Jour 2 : Au bout du tunnel


C'est un dimanche mitigé qui m'attend sur la route des vacances. Tantôt de la pluie, tantôt du soleil, ce temps ne donne pas envie de prendre des vacances. Cela fait des heures que je conduis, la fatigue de la conduite commence à me peser. À la prochaine aire de repos je ferais une pause, mais là je dois affronter le tunnel de la Fourvière, à Lyon. Le decor aussi n'incite pas au vacance. Les arbres autour sont sans feuilles, morts sur plusieurs kilomètres. La végétation est jaunie par l'été persistant, et l'entrée du tunnel, de béton froid et désuet, nous donne plus l'impression de rentrer dans une usine d'incineration. Même le lion ou le dragon dessiné sur le devant est d'un autre âge, lavé par le soleil, la pollution et la pluie. Évidement, la raison qui est ma seule compagnie se grésille dès mon entrée dans le boyau de béton. La circulation se densifie, et les lumières sur le côté passent de manière régulières et m'hypnotisent. Pendant un instant je ferme les yeux, juste une seconde. Je les réouvre sur une grande chose blanche, que je comprend vite être mon airbag. Je suis désorienté, je ne comprend pas tout de suite ce qui se passe.

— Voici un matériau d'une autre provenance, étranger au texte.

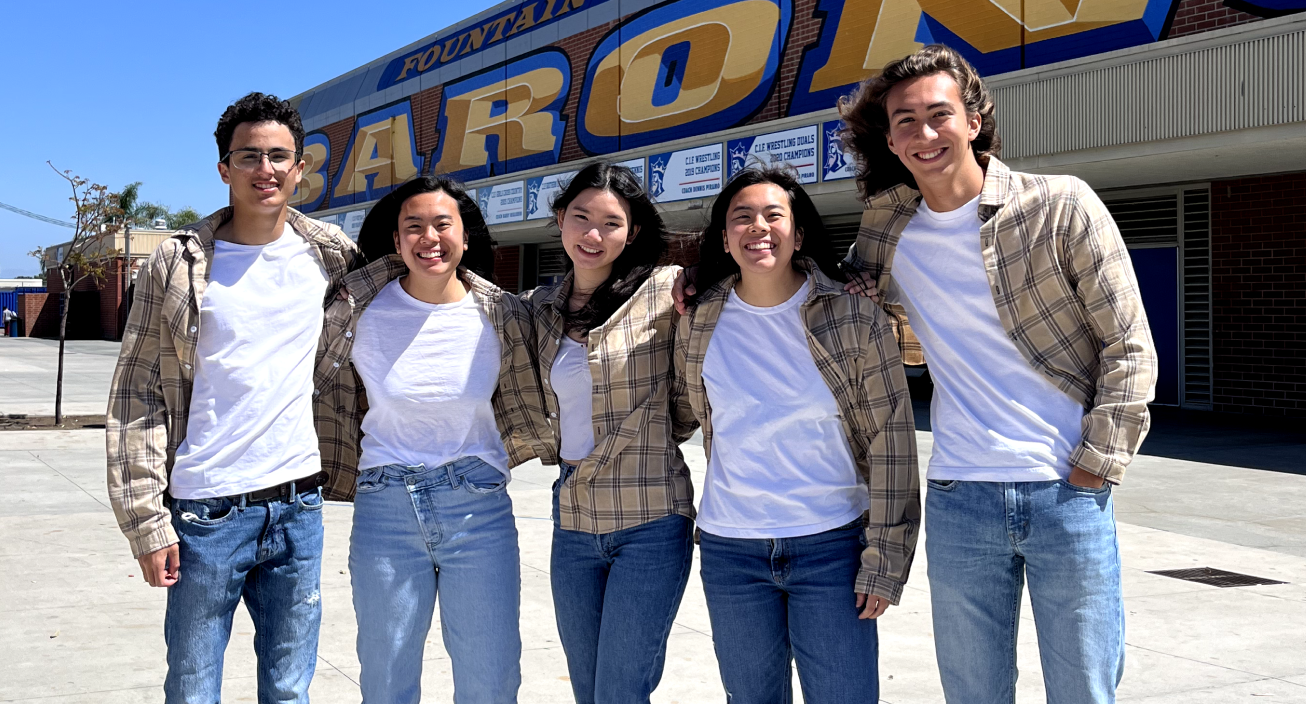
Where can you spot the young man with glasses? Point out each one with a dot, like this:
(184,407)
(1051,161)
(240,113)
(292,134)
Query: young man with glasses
(1025,304)
(214,469)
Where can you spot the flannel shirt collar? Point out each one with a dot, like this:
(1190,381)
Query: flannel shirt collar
(365,284)
(994,193)
(558,297)
(203,233)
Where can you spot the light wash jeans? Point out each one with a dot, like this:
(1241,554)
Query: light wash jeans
(267,553)
(615,597)
(448,530)
(984,540)
(784,600)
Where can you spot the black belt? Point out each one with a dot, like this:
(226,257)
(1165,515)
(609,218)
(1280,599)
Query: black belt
(282,493)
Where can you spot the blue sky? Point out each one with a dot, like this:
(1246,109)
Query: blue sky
(126,92)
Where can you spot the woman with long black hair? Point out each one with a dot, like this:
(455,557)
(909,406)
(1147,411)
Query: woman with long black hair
(444,393)
(623,503)
(811,506)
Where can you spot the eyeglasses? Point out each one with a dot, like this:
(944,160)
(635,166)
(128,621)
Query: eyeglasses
(248,160)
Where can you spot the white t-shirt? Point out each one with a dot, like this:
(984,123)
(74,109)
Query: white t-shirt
(430,371)
(573,384)
(251,417)
(781,465)
(994,417)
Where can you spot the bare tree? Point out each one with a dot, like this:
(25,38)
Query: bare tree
(95,217)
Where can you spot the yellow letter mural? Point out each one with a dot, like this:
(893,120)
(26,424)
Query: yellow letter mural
(312,187)
(671,72)
(504,119)
(380,156)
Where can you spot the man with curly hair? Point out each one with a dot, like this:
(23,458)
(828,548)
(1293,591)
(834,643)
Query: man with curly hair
(1023,298)
(214,469)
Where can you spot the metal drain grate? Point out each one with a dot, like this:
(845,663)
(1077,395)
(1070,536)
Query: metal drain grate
(1215,577)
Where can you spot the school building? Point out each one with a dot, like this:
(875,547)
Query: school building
(1189,116)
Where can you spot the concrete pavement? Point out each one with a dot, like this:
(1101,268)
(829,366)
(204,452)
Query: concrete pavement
(80,626)
(29,367)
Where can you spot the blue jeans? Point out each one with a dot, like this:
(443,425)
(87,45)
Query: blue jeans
(984,540)
(268,553)
(776,601)
(615,596)
(448,530)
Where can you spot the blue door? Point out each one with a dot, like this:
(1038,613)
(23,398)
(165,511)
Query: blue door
(1157,269)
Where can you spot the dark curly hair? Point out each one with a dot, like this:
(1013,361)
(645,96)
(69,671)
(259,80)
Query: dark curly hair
(376,237)
(636,261)
(257,107)
(716,264)
(866,122)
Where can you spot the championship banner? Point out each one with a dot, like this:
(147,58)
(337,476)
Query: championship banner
(796,148)
(502,203)
(541,192)
(686,174)
(837,163)
(636,166)
(353,222)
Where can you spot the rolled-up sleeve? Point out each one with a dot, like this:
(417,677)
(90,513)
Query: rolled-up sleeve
(1102,273)
(136,421)
(893,521)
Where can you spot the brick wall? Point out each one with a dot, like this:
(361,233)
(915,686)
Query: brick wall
(507,268)
(1258,273)
(106,321)
(1196,16)
(39,315)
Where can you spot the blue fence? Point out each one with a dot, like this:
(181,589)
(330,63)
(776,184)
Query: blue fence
(9,299)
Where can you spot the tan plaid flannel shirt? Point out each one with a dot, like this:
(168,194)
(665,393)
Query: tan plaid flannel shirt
(149,400)
(517,404)
(1066,295)
(852,342)
(636,472)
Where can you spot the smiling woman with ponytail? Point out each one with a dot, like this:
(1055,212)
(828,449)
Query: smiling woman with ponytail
(623,503)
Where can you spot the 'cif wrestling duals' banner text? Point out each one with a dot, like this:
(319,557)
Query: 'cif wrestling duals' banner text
(543,82)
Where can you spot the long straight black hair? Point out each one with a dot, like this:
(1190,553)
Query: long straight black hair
(376,238)
(636,261)
(716,264)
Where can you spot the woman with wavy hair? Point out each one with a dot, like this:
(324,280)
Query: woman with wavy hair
(811,504)
(623,503)
(444,392)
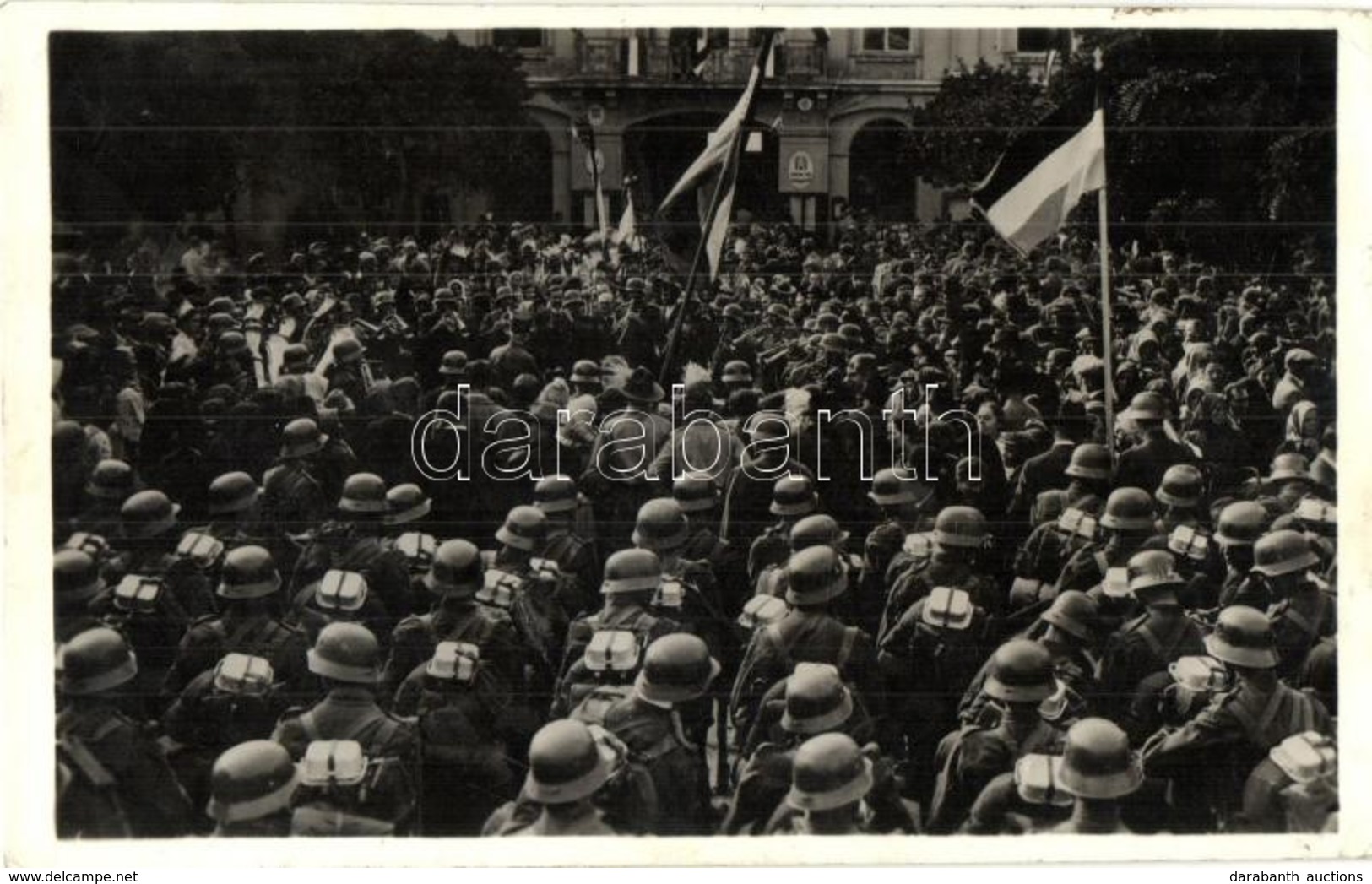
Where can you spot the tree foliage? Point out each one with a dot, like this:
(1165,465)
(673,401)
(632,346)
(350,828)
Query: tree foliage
(1216,142)
(957,136)
(158,125)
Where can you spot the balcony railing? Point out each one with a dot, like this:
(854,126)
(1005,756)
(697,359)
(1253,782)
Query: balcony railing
(660,61)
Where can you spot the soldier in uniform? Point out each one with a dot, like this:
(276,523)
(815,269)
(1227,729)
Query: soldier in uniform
(346,658)
(1130,520)
(632,579)
(832,789)
(676,675)
(292,493)
(1181,496)
(252,789)
(567,766)
(959,540)
(1020,678)
(792,498)
(816,578)
(1305,609)
(76,585)
(464,725)
(902,500)
(118,783)
(247,623)
(750,489)
(355,542)
(1229,737)
(1098,770)
(221,708)
(1152,640)
(574,554)
(111,482)
(453,581)
(1238,529)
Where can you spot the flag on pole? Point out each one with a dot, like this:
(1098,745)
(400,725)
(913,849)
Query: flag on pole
(627,230)
(718,144)
(1043,175)
(715,171)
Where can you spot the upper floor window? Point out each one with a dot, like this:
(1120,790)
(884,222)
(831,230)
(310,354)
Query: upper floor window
(887,40)
(518,37)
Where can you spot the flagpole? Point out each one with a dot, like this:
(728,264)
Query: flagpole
(730,162)
(695,263)
(1104,235)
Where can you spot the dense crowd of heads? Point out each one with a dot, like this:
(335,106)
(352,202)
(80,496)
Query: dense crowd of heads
(869,534)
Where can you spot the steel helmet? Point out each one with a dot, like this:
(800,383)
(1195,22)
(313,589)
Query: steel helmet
(1283,552)
(1130,509)
(676,669)
(302,438)
(662,526)
(586,372)
(111,480)
(1152,577)
(250,781)
(406,502)
(232,491)
(632,572)
(897,485)
(556,493)
(816,530)
(1090,462)
(149,513)
(1181,486)
(1240,523)
(524,528)
(248,572)
(96,660)
(1290,465)
(364,493)
(1242,637)
(1075,612)
(695,491)
(457,570)
(961,526)
(347,350)
(567,763)
(1098,762)
(76,577)
(1021,671)
(816,699)
(816,576)
(346,653)
(829,772)
(794,496)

J'arrive avec grande peine à sortir de ma voiture, enfin de ce qu'il en reste. Elle s'est encastrée dans le mur du tunnel, le nez écrasé. En regardant autour de moi, rien, personne, ni dernière moi, ni devant moi. Que s'est-il passé ? Où sont-ils tous passé ? J'attend de voir si quelqu'un arrive, mais je dois me rendre à l'évidence, personne ne vient. Pour couronner le tout, mon téléphone ne s'allume pas, comme la voiture. Au bout de 10 minutes, je me résigne à marcher vers la sortie du tunnel, je ne dois pas être loin. Quelques mètres plus loin, je vois un téléphone de secours. Je me précipite dessus, mais peine perdu, aucune tonalité, aucune réaction même en appuyant sur les touches. Le silence ambiant est juste entrecoupé par des bourrasques de vents, réels seules autres voyageurs de ce tunnel. Je me résous à marcher, dix minutes, vingt minutes, une heure, deux heures, avant de me rendre compte que je tourne en rond. Je reviens à mon point de départ alors que j'ai marché tout droit, l'autre sens me donne le même résultat. Le vent a tendance à s'atténuer avec le temps, les lumières aussi. Je dois me rendre à l'évidence, je suis piégé.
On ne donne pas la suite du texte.